Nature does it all the time. Here's one I fixed just this morning when I noticed it by accident: http://www.nature.com/mp/journal/vaop/ncurrent/full/mp201522... (Note, by the way, how very helpfully Nature redirects it to the homepage without an error. That's what the reader wants, right? To go to the homepage and for Nature to deliberately conceal the error from the website maintainer? This is definitely what every 'archival quality' journal should do, IMO, just to show off their top-notch quality and helpful ways and why we pay them so much taxpayer money.) Oh, SpringerLink broke a whole bunch which I am still fixing, here's two from yesterday: http://www.springerlink.com/content/5mmg0gmtg69g6978/ http://www.springerlink.com/content/p26143p057591031/ And here's an amusing ScienceDirect example: https://www.sciencedirect.com/science/article/pii/S000632071... (I would have loads more specifically ScienceDirect examples except I learned many years ago to never link ScienceDirect PDFs because the links expire or otherwise break.)
Isn't this exactly the intended use-case for the DOI?

Your first article has the DOI 10.1038/mp.2015.225, and the resulting link (https://doi.org/10.1038/mp.2015.225) properly directs to the article's present location.

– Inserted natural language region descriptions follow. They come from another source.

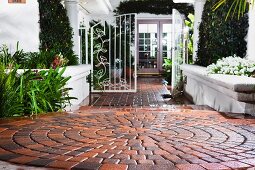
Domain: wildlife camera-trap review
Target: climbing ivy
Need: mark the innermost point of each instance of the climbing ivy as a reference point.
(219, 38)
(153, 7)
(55, 30)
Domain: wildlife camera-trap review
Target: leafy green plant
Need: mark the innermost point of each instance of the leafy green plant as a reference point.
(189, 22)
(10, 104)
(55, 30)
(219, 38)
(238, 7)
(44, 91)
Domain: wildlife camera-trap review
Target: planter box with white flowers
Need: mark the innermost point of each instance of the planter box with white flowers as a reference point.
(226, 86)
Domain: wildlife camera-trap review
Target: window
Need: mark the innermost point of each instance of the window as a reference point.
(16, 1)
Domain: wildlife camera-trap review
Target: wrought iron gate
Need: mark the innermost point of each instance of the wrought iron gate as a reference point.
(178, 53)
(110, 49)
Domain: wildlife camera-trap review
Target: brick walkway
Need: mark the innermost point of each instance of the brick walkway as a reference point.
(145, 138)
(142, 131)
(150, 92)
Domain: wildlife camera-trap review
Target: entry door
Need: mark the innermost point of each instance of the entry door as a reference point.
(154, 43)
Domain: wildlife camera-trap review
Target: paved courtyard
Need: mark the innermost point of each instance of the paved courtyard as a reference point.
(147, 138)
(145, 132)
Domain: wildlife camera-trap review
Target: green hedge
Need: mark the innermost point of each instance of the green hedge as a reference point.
(55, 30)
(153, 7)
(219, 38)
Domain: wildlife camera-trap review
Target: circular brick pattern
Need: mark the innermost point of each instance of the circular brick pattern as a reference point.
(131, 138)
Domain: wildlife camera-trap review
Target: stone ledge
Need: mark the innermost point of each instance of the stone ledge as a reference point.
(225, 93)
(236, 83)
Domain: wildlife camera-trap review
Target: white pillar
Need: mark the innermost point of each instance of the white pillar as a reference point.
(73, 15)
(198, 7)
(251, 35)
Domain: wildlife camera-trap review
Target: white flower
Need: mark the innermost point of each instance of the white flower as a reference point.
(232, 65)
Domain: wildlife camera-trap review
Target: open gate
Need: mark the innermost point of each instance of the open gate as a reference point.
(178, 50)
(110, 49)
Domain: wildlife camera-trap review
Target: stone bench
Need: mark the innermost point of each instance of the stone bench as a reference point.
(226, 93)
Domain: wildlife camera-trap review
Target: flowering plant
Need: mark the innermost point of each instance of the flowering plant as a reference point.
(233, 65)
(59, 61)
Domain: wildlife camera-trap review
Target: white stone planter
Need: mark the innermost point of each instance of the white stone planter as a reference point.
(226, 93)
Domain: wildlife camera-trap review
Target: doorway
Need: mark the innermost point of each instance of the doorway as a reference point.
(154, 44)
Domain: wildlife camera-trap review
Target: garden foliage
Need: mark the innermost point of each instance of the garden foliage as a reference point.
(29, 92)
(219, 38)
(233, 65)
(55, 30)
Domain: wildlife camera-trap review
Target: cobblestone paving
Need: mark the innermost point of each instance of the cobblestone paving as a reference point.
(145, 138)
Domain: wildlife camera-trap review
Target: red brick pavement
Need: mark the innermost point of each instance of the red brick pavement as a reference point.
(129, 138)
(150, 92)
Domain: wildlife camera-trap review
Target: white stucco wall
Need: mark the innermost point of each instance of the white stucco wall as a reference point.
(198, 7)
(19, 22)
(251, 35)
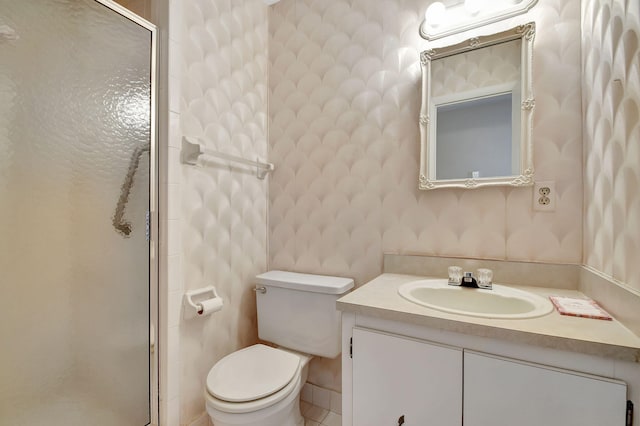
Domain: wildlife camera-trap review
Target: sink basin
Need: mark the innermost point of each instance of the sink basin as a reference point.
(500, 303)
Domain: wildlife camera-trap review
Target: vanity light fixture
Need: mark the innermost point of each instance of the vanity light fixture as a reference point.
(455, 16)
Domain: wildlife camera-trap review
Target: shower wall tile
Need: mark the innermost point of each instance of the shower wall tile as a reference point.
(223, 79)
(174, 273)
(343, 107)
(611, 85)
(175, 133)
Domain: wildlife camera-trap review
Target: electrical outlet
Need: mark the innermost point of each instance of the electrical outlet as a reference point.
(544, 196)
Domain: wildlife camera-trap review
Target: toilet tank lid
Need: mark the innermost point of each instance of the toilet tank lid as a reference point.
(305, 282)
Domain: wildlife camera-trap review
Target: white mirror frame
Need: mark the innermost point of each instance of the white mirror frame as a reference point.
(457, 20)
(427, 178)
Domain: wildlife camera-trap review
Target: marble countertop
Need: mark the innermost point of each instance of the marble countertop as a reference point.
(379, 298)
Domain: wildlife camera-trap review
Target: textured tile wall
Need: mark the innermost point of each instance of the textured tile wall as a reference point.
(343, 108)
(611, 85)
(224, 211)
(139, 7)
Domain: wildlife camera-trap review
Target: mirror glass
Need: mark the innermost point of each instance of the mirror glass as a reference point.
(476, 114)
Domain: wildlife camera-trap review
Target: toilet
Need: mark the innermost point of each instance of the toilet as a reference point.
(260, 385)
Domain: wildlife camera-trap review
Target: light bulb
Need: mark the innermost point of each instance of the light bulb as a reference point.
(434, 16)
(473, 6)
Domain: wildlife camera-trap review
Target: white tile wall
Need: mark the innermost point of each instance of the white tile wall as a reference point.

DOIs link to paywalls or temporarily-unembargoed papers, have to be hunted down (many places hide the DOIs in tabs or, like JSTOR, actually bury it in the HTML source itself!), and break things like section links as well. Adding yet another level of indirection is not my idea of a solution and hardly speaks well of 'archive-quality publishers' that we have to resort to third parties to work around their hideously broken websites which, like Nature, go out of their way to make links not just break but actively misleading.
To solve your immediate problem, just grab the DOI here: https://apps.crossref.org/SimpleTextQuery They also have an API from which you can fetch DOIs in various ways.

DOIs are a solution to the issue of having persistent, publisher-independent links that will always resolve, even if a journal changes publisher or goes out of business. Academia uses them because link rot is unavoidable across the web, but there must always be a link to the publication that resolves so that when someone in 2070 wants to follow a citation in the references of a work published today, they can do that. It's the same thinking that underlies people pointing to the internet archive in Wikipedia citations. It's a layer of redirection, but in a way that preserves accessibility for the long term. It's also the same thinking that underlies DNS. There shouldn't be one company that controls how to resolve an IP address to a domain name, and likewise you shouldn't have to go through one publisher to resolve a reference to a research article.

As a side note, Crossref is staffed with exactly the sort of web geeks that you would see at an Internet Archive get-together (#).

So I hear your frustrations, but I think you're giving DOIs short shrift.

(#) I mean, just look at this. A dump of all journal metadata on Academic Torrents. Is that not cool? https://www.crossref.org/blog/free-public-data-file-of-112-m...

Do Nature's spinoffs have any prestige any more? Anything in a Nature spinoff related to batteries comes across as PR Newswire level material. If that.
Journals do transfer among publishers, go out of business, etc so you shouldn't expect a direct link like that to be stable. The recommended practice is to use the DOI. Would using a DOI meet your needs?